What is exclusive to live play is that your opponent can tell you’re tilted. That can be an unpleasant feeling for both of you. I’m going to reiterate a story from the Dutch Grand championship. Round 3 I made a blunder. I fought with my Francus into a Flame-Wreathed Charette. I asked for a takeback and they would not allow it. I lost my Francus and lost the game. I was visibly tilted. My mind raced. My thoughts were to blame them for taking a win after an obvious blunder. I sat there and took time to process. I realized I was tilted. I relaxed and told my opponent that I don’t blame them and respect their play. The tension eased and the rest of the day was better for both of us.
So give yourself some slack. And also, if your opponent is tilted, let them have a moment to compose themselves. Not every opponent will get themselves out of it, but if they will, you’ll both benefit from it. And remember, you can’t help with it. They need to do it with themselves.
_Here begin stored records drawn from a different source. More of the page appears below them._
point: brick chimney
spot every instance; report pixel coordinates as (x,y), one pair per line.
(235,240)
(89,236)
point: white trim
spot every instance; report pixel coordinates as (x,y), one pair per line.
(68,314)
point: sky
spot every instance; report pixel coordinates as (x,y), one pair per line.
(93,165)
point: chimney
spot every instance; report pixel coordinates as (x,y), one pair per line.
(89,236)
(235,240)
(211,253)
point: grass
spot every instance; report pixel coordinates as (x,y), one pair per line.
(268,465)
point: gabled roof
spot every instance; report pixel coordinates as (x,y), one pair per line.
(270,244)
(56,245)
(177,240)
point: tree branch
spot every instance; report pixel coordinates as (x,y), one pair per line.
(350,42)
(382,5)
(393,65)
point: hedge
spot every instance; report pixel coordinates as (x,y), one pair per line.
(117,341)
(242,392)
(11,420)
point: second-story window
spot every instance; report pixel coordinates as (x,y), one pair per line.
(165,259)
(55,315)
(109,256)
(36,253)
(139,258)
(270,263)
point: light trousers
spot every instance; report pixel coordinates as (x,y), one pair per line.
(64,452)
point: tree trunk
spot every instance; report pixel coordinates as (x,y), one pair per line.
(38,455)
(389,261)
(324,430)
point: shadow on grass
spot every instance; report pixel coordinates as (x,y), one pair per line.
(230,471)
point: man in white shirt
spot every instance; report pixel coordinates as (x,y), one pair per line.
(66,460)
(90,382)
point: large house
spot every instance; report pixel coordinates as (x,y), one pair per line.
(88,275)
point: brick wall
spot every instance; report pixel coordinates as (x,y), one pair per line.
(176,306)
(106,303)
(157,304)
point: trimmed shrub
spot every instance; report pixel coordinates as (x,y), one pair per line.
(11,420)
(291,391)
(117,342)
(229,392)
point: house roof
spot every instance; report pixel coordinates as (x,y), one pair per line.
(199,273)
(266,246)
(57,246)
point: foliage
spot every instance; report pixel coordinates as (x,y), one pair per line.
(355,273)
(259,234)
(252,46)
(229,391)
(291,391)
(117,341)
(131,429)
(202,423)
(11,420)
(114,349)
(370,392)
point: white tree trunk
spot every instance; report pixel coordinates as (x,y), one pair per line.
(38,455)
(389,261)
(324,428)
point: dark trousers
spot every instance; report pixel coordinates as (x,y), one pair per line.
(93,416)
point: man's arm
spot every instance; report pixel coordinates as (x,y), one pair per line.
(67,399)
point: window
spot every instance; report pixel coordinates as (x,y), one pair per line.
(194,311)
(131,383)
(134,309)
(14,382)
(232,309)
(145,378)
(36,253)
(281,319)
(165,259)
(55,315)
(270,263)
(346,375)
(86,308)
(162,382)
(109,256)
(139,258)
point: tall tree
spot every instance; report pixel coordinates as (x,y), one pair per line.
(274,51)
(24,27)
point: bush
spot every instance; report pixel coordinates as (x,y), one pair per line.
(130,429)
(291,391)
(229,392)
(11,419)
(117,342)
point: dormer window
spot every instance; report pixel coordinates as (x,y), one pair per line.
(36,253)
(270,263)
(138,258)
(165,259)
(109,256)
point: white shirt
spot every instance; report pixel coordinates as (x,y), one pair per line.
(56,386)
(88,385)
#9 Read the clean play document
In the before-fore times, there was a serious blunder caught on camera where a player didn’t shuffle their deck and simply flipped it over, maintaining the order of cards from the discard pile. Regardless of intent, this is a major game state violation. We as players should strive to maintain the game state as best as we can and be as forthcoming with information to our opponent as we can. KeyForge is not about helping your opponent forget lasting effects or obscuring information, it is a puzzle we help create and solve every turn we play.
To that effect, a few people got together to write the clean play document. Among them yours truly. I feel it is still one of the most important documents written for the game and you should read it. Not everyone is going to pick up everything the clean play document suggests. But the more you pick up, the cleaner your play will be, and the more enjoyment we can all get out of it. Go read it. I’m not kidding.
#10 Know the cards in your deck
Since you are responsible for resolving all game interactions you must know how all the cards in your deck work and how they interact with other cards. Luckily, the good people at Archon Arcana can help you out. Navigate to your deck page on Archon Arcana, like this one for Evil Twin of Lord Wyomia Q. Macedon. Archon Arcana will show you all FAQs, Rulings, and commentary about every card in your deck. Isn’t that neat? It is so neat.
But nothing prepares you for live play like live play. So find a friend and get some live games in. Shuffle those cards. Flip those keys. Practice clean play. And have fun while doing it.